Vent solaire dans la couronne du Soleil, se déplaçant jusqu'à quatre fois plus vite que prévu. Crédit: ESA/Proba-3/ASPIICS & ESA/Proba-2/SWAP (ROB), A. Debrabandere (ROB), compteur de vitesse ajouté dans Canva Pro.
L'observation de la région où naît ce vent est un véritable exploit technique. La couronne, l'atmosphère solaire, est un million de fois moins lumineux que le disque solaire. Pour l'étudier, les astronomes utilisent des occultateurs qui masquent le Soleil. Mais ces instruments, depuis la Terre, doivent aussi cacher la partie la plus proche du Soleil, là où le vent se forme. Les éclipses totales de Lune offrent une solution naturelle, mais elles sont rares et brèves.
La mission Proba-3 contourne cette difficulté avec une astuce de vol en formation. Deux satellites orbitent à 150 mètres l'un de l'autre. L'un sert d'occultateur pour l'autre, qui observe la couronne. Depuis son lancement en décembre 2024, le duo a réalisé 57 éclipses artificielles, accumulant 250 heures de vidéo à haute résolution de la zone où le vent solaire s'accélère.
Les résultats, publiés dans The Astrophysical Journal Letters, montrent que le vent lent émerge de manière irrégulière, créant des perturbations magnétiques à petite échelle. Selon Andrei Zhukov, physicien solaire à l'Observatoire royal de Belgique et auteur principal de l'étude, les rafales de vent lent dans la couronne interne, une région très difficile à observer, se déplacent trois à quatre fois plus vite que prévu. Joe Zander, scientifique du projet Proba-3 à l'ESA, ajoute que l'on peut désormais suivre l'accélération du vent près du Soleil, avec des vitesses surprenantes.
Image de Proba-3 montrant des streamers en haut à droite et en bas à gauche du Soleil. Crédit: ESA/Proba-3/ASPIICS & ESA/Proba-2/SWAP, A. Zhukov (ROB)

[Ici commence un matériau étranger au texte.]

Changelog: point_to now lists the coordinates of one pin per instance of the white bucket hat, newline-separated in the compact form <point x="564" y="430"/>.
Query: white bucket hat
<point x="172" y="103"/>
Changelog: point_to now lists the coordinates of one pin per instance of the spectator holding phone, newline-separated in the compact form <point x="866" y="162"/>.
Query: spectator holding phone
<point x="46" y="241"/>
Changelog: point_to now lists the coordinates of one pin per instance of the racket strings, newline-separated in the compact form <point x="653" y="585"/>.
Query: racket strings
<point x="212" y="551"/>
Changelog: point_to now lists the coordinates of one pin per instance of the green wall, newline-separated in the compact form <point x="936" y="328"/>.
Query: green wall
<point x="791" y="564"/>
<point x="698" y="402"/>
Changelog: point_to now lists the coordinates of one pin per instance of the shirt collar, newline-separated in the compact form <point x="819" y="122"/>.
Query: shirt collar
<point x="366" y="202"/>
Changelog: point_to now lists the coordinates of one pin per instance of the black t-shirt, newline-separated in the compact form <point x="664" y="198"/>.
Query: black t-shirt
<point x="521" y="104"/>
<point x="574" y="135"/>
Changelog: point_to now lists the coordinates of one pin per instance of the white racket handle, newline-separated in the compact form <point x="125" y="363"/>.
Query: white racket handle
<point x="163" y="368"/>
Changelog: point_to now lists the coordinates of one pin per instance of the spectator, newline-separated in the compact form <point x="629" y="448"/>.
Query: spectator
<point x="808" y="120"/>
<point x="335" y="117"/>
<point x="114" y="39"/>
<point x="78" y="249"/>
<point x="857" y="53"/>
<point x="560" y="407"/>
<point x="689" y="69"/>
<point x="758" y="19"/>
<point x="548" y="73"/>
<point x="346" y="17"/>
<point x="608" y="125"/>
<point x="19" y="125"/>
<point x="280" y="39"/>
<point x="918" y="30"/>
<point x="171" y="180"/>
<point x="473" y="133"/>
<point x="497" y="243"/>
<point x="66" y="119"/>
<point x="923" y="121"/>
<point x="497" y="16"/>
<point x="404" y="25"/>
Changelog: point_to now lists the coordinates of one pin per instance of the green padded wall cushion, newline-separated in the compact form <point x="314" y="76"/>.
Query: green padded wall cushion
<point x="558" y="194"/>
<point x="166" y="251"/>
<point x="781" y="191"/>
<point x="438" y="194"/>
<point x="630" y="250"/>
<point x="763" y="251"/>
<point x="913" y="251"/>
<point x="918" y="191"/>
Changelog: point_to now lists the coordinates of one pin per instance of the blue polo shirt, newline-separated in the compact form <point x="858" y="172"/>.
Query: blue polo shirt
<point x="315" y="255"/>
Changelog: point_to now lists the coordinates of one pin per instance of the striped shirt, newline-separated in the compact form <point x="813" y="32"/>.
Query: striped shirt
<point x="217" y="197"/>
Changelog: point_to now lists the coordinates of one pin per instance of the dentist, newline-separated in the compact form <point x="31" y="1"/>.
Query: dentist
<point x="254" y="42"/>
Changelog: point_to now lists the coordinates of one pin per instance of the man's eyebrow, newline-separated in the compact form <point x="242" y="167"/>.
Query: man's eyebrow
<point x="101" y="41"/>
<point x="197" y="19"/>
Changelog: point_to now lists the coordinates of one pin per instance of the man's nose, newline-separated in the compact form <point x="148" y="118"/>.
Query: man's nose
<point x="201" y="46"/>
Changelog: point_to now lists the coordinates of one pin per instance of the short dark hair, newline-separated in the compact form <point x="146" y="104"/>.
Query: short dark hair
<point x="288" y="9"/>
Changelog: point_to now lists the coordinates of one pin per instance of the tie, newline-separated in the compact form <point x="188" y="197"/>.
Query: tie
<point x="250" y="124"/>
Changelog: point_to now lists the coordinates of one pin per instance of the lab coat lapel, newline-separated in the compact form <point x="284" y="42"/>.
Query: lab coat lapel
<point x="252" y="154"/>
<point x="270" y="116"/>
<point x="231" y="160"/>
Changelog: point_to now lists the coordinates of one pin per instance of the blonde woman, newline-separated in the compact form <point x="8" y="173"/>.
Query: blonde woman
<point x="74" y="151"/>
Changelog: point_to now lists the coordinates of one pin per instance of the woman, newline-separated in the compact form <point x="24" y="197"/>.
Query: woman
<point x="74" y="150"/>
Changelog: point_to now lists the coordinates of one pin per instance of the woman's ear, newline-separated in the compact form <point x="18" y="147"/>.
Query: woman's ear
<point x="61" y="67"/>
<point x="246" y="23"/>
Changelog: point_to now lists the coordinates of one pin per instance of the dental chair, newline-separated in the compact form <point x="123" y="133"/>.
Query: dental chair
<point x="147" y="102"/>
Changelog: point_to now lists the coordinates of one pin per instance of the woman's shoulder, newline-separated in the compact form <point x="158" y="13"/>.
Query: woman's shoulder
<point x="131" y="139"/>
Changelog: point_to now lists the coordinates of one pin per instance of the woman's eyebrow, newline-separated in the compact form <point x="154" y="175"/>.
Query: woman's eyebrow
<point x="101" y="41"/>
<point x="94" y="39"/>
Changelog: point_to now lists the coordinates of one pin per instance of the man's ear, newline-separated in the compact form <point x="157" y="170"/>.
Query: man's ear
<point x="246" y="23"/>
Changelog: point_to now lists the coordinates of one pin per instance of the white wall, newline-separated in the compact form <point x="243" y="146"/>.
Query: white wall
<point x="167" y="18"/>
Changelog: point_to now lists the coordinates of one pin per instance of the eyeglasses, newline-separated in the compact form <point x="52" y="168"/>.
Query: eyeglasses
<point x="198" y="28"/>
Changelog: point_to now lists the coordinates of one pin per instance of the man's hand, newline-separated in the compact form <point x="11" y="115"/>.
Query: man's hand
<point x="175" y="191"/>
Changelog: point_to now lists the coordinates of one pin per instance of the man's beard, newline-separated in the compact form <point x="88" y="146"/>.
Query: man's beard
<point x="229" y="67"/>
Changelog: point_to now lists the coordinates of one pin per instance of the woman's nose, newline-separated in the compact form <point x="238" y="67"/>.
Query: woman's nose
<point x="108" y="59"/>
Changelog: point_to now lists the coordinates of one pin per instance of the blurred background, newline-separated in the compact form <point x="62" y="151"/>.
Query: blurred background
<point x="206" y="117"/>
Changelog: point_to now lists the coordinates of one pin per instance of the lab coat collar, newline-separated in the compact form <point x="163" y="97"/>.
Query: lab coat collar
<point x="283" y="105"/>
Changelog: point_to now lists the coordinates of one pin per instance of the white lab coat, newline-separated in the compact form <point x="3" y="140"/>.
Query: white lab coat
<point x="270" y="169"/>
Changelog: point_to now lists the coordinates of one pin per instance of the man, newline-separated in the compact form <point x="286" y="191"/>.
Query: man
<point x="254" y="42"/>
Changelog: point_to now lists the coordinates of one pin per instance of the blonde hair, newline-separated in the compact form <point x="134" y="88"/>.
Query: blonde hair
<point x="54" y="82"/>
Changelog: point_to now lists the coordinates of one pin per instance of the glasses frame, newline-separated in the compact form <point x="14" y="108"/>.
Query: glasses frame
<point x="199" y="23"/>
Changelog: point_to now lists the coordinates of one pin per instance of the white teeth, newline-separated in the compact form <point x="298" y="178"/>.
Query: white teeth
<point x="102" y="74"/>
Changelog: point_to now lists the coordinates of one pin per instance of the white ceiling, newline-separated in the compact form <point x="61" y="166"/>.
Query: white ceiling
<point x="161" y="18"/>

Ces premières données ne sont qu'un début. Les scientifiques espèrent découvrir les mécanismes exacts de génération du vent lent, encore mal compris. La capacité de Proba-3 à produire des éclipses à la demande ouvre une nouvelle ère pour la météorologie spatiale, avec des implications pour la prévision des tempêtes géomagnétiques qui peuvent perturber nos satellites et réseaux électriques.